61.  Milwaukee — where the NOW program had a distinctive focus on ex-offenders/noncustodial parents — presents the sharpest deviation from the pattern of greater welfare dependency than self-sufficiency. Also, in West Virginia and Yakima more enrollees were employed and off of TANF than were on TANF and not working.

62.  The measure of total income reported here includes the value of food stamp benefits.

63.  To be consistent with the standard methodology for determining poverty status, food stamps were excluded from the measure of household income for the poverty analysis.

64.  The value of the index of material distress was computed for an enrollee by adding up the number of affirmative responses to the questions regarding the presence of the five types of material distress and dividing by the number of valid responses. If all five types of distress were experienced, the index took on its maximum value of 1; if only one type was experienced, it took on a value of 0.2 (assuming valid responses to all five questions); and if no type of distress was experienced, the index took on its minimum value of 0.

65.  The design for the index of material distress closely resembles that for the "index of material hardship," which was used in several random-assignment evaluations of state welfare-reform initiatives in the 1990s (Bloom et al. 2002, Fraker et al. 2002, and Miller et al. 2000). However, two of seven specific types of distress, both reflecting failure to see a health care professional when needed, were omitted from the index in this study. Those two types of distress were instead included in this study's index of health-related distress (Appendix Exhibit B.22).

66.  Appendix Exhibit B.23 shows that poverty status differed significantly by employment status, but the mean value of the index of material distress did not in five of the study sites (Ft. Worth, Milwaukee, Nashville, Philadelphia, and Phoenix). Both measures differed significantly by employment status in only four of the sites (Baltimore County, Boston, Chicago, and Yakima).

67.  Enrollees who experienced one of the two forms of homelessness often experienced the other form as well. Consequently, in most sites the overall incidence of homelessness was substantially less than the sum of the two rates. The overall rates of homelessness are presented in Appendix Exhibit B.22.

68.  Rates of homelessness were not consistently high in sites where rates of participation in government housing programs (receipt of housing subsidies or residence in public housing) were low. Exhibit B.18 shows that, across the 11 study sites, Boston had the highest rate of participation by WtW enrollees in government housing programs, while St. Lucie and West Virginia were among the four sites with the lowest rates of participation in government housing. Yet Exhibit V.9 shows high rates of homelessness in Boston and low rates in St. Lucie County and in West Virginia. On the other hand, enrollees in Milwaukee rarely participated in government housing programs but they had relatively high rates of homelessness.

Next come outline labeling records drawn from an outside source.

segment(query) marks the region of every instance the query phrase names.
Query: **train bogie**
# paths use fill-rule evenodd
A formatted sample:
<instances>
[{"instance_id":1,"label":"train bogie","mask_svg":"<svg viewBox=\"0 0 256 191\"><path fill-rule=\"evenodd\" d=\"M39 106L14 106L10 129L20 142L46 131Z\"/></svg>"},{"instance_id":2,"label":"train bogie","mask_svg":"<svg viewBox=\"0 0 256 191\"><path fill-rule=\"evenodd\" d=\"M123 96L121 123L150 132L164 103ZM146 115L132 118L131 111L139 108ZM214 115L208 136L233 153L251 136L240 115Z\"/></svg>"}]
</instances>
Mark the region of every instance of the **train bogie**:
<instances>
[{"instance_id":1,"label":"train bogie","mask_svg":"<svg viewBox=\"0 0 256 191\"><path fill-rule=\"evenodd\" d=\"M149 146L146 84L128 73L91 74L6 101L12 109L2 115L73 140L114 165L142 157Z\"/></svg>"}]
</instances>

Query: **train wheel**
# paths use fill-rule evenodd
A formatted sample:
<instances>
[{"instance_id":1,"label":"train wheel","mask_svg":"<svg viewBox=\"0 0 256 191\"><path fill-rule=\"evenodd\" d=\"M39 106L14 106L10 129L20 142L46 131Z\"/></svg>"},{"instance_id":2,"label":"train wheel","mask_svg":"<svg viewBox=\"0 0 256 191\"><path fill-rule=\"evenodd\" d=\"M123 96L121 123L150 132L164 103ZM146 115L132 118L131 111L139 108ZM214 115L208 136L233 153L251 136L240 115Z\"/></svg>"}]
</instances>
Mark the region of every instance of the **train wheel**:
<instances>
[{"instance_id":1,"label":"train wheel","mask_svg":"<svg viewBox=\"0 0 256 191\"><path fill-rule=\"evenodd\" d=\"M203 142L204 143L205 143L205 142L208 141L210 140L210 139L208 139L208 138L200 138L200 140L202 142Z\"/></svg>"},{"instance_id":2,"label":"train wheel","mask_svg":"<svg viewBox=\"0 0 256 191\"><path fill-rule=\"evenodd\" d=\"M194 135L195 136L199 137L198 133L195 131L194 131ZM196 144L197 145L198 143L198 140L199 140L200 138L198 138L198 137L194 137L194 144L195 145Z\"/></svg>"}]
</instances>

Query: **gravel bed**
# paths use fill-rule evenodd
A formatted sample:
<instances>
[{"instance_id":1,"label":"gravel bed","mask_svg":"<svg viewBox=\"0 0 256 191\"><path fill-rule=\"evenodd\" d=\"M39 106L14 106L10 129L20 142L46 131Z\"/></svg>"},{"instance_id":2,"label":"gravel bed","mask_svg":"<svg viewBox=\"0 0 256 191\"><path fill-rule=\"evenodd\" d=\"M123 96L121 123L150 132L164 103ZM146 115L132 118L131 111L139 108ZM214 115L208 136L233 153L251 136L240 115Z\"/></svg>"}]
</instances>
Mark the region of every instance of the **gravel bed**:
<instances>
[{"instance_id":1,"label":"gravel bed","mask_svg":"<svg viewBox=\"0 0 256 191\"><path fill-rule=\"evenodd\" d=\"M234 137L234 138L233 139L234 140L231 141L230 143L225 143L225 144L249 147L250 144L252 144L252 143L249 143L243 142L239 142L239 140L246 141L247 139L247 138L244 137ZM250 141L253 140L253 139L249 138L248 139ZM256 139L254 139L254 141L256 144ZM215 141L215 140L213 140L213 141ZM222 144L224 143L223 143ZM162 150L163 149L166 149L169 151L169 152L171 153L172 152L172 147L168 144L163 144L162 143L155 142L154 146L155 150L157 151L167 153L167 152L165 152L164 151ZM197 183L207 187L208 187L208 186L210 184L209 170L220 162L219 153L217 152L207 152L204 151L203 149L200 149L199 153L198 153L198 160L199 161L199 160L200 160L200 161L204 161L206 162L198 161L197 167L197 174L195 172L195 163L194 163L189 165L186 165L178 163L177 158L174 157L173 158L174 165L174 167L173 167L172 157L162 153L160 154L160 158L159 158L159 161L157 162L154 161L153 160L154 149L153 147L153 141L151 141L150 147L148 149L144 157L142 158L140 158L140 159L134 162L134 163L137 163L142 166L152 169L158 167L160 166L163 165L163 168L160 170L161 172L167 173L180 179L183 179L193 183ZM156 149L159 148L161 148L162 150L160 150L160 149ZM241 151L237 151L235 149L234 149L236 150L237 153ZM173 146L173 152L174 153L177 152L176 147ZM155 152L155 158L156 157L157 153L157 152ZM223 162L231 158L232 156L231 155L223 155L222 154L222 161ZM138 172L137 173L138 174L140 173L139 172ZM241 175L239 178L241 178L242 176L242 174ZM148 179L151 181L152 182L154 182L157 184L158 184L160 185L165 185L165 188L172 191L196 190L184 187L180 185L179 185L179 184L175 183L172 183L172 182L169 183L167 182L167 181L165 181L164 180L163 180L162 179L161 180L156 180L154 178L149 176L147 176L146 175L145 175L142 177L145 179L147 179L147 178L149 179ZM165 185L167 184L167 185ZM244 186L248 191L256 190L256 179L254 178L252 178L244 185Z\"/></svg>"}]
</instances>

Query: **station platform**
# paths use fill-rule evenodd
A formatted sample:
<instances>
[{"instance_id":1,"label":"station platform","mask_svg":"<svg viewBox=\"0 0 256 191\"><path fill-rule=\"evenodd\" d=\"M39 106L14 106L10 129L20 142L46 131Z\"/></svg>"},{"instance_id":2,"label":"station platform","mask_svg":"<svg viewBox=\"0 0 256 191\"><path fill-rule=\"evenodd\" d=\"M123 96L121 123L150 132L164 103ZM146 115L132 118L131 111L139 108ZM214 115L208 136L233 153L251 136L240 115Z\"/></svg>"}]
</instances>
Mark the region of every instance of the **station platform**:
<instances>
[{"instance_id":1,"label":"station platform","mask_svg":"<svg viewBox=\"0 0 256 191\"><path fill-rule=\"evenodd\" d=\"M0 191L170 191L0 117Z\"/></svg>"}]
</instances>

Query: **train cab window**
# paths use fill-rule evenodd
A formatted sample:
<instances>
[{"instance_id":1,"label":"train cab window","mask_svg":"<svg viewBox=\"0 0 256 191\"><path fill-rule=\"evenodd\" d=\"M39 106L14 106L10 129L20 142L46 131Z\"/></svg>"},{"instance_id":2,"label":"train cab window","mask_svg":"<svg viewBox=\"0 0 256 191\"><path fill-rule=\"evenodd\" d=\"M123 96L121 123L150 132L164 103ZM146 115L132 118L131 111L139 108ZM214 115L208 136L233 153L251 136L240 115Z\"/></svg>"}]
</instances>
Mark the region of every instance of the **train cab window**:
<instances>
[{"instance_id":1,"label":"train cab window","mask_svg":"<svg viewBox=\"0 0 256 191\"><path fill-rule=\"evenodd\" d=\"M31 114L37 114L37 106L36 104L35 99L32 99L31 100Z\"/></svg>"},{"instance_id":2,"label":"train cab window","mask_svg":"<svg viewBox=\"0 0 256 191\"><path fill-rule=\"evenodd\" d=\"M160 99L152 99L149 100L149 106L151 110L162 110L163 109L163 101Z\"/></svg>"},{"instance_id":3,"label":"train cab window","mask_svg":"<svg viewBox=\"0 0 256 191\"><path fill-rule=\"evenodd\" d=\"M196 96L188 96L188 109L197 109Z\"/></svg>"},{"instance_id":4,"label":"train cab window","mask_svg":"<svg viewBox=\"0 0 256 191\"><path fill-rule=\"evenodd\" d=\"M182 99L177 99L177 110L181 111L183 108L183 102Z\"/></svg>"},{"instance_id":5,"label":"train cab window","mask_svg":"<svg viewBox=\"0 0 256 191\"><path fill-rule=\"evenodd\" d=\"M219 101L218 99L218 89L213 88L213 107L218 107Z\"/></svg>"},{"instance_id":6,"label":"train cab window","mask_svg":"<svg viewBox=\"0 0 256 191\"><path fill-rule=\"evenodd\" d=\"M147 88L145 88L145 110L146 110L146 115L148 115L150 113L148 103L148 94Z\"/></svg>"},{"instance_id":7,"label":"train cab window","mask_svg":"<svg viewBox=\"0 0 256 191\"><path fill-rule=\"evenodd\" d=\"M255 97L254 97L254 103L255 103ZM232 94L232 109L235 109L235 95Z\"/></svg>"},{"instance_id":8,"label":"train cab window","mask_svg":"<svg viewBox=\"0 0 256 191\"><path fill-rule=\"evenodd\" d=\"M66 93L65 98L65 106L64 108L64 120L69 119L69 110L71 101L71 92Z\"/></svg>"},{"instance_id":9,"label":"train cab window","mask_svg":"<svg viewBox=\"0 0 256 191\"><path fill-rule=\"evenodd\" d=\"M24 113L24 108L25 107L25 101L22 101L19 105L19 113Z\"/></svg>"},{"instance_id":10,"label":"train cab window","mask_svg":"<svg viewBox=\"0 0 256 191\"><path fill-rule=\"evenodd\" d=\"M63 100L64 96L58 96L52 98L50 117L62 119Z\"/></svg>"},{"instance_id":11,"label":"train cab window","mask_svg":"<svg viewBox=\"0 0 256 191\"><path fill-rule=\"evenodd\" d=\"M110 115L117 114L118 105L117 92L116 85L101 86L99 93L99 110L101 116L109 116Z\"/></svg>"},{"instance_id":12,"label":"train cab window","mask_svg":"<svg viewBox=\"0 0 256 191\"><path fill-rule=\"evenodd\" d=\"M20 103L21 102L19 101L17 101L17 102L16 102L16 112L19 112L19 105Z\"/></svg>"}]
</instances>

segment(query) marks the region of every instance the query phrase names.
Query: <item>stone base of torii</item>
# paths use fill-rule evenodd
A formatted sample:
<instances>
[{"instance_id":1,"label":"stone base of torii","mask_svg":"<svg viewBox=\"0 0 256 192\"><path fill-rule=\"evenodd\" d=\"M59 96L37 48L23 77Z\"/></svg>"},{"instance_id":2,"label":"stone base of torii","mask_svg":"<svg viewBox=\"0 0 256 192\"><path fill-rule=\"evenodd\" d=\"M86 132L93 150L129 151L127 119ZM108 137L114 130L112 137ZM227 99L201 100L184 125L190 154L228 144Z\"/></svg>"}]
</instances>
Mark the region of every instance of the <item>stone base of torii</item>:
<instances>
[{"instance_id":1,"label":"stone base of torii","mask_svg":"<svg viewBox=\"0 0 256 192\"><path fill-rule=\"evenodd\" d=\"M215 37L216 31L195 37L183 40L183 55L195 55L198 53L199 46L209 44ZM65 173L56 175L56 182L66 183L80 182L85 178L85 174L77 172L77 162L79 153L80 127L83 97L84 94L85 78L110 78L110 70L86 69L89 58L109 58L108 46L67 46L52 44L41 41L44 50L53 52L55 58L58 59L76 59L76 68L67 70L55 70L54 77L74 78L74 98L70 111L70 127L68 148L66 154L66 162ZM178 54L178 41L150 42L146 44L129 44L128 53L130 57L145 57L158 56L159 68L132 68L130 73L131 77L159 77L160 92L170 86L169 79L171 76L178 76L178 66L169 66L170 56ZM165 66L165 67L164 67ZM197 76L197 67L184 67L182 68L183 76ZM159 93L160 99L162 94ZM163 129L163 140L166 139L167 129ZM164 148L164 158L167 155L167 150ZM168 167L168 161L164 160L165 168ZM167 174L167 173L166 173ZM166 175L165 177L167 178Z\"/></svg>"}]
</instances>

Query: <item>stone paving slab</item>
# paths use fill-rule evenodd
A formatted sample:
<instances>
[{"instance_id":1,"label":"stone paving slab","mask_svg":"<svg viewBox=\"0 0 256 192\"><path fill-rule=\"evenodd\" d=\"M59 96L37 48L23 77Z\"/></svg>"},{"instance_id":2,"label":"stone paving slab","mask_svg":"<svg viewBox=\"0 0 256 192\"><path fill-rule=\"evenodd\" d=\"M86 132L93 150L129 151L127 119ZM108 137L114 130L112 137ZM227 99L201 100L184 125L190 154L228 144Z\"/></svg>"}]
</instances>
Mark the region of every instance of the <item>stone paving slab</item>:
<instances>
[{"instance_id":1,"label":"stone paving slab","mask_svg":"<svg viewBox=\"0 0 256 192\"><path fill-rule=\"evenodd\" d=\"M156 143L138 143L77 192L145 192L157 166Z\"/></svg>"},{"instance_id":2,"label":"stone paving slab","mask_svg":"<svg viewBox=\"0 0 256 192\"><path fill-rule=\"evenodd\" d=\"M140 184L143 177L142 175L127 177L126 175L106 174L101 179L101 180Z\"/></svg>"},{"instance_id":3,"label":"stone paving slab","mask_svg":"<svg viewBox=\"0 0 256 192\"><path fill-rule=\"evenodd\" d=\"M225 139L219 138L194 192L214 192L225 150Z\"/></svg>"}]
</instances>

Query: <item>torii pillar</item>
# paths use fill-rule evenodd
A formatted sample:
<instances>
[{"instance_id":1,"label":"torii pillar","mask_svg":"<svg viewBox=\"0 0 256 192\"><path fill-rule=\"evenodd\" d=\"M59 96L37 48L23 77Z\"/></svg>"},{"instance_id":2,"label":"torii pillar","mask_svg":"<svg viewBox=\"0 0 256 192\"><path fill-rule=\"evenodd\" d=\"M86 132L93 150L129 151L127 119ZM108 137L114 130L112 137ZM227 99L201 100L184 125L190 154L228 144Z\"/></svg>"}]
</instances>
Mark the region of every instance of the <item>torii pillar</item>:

69.  The health insurance coverage rate for children was high over the entire one-year follow-up period, except in three sites — 2 in 10 enrollees in Baltimore County and Phoenix and 3 in 10 enrollees in Ft. Worth had at least one child for whom there was a lapse in health insurance coverage sometime during the follow-up period (Appendix Exhibit B.25).

70.  Consistent with their generally high levels of health insurance coverage, WtW enrollees and their families did not experience much health-related distress over the evaluation's one-year follow-up period. The mean value of an index summarizing three types of health-related distress ranged from 0.20 to 0.29 in eight of the study sites (Appendix Exhibit B.22). This was indicative of less than one type of distress, on average. The mean value of the index was below 0.20 in Boston, Chicago, and Philadelphia, where health insurance coverage rates were especially high.